The computing device <NUM> can also include an interface bus <NUM> for facilitating communication from various interface devices (e.g., output devices <NUM>, peripheral interfaces <NUM>, and communication devices <NUM>) to the basic configuration <NUM> via bus/interface controller <NUM>. Example output devices <NUM> include a graphics processing unit <NUM> and an audio processing unit <NUM>, which can be configured to communicate to various external devices such as a display or speakers via one or more A/V ports <NUM>. Example peripheral interfaces <NUM> include a serial interface controller <NUM> or a parallel interface controller <NUM>, which can be configured to communicate with external devices such as input devices (e.g., keyboard, mouse, pen, voice input device, touch input device, etc.) or other peripheral devices (e.g., printer, scanner, etc.) via one or more I/O ports <NUM>. An example communication device <NUM> includes a network controller <NUM>, which can be arranged to facilitate communications with one or more other computing devices <NUM> over a network communication link via one or more communication ports <NUM>.

The network communication link can be one example of a communication media. Communication media can typically be embodied by computer readable instructions, data structures, program modules, or other data in a modulated data signal, such as a carrier wave or other transport mechanism, and can include any information delivery media. A "modulated data signal" can be a signal that has one or more of its characteristics set or changed in such a manner as to encode information in the signal. By way of example, and not limitation, communication media can include wired media such as a wired network or direct-wired connection, and wireless media such as acoustic, radio frequency (RF), microwave, infrared (IR) and other wireless media. The term computer readable media as used herein can include both storage media and communication media.

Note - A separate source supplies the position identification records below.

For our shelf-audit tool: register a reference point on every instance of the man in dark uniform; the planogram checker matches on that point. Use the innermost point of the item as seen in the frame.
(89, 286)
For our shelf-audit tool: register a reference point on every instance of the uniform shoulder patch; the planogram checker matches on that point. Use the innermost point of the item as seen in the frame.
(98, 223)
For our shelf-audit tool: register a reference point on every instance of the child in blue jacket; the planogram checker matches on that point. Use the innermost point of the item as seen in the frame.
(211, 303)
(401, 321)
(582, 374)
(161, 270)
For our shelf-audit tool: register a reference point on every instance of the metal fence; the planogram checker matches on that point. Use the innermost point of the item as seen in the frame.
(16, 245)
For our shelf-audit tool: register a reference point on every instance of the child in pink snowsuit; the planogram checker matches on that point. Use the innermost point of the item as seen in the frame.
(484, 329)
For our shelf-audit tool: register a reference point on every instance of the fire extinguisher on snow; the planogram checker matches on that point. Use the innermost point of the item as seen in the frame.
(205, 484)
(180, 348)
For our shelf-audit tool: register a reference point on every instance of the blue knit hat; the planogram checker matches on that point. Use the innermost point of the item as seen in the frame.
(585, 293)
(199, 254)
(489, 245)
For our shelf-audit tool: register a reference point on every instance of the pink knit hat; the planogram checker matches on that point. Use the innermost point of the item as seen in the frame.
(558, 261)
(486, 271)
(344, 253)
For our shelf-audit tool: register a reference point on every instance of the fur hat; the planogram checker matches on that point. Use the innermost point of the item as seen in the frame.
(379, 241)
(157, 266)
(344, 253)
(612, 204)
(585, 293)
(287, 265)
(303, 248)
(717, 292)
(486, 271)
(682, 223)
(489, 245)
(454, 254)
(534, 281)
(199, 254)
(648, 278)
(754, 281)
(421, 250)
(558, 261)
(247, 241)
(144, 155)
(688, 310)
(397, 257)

The computing device <NUM> can be implemented as a portion of a small-form factor portable (or mobile) electronic device such as a cell phone, a personal data assistant (PDA), a personal media player device, a wireless web-watch device, a personal headset device, an application specific device, or a hybrid device that include any of the above functions. The computing device <NUM> can also be implemented as a personal computer including both laptop computer and non-laptop computer configurations.

Claim 1:
A method of automatic generation of app-specific client certification on a host computing device (<NUM>) having a host operating system (<NUM>), the method comprising:
receiving a request to install, modify a permission of, or launch a packaged application (<NUM>) in the host operating system (<NUM>), the packaged application (<NUM>) containing both a web server (<NUM>) and a corresponding web client (<NUM>); and
in response to receiving the request:
automatically generating, with the web server (<NUM>), data representing a server certificate (110a) and a client certificate (110b) for the web client (<NUM>);
storing the generated server and client certificates (110a, 110b) in a private memory (<NUM>) allocated by the host operating system (<NUM>) to the packaged application (<NUM>), the private memory (<NUM>) being accessible only by the web server (<NUM>) and the web client (<NUM>);
upon completion of generating the server and client certificates (110a, 110b), activating, by the web server (<NUM>), the web client (<NUM>) in the packaged application (<NUM>); and
during activation of the web client (<NUM>), retrieving, by the web client (<NUM>), a copy of the stored client certificate (110b) from the private memory (<NUM>), and authenticating the web client (<NUM>) to the web server (<NUM>) with the retrieved copy of the stored client certificate (110b) and authenticating the web server (<NUM>) to the web client (<NUM>) using a copy of the stored server certificate (110a) to reduce a risk of unauthorized access to the web server (<NUM>) by another web client (<NUM>') executing on the host computing device (<NUM>).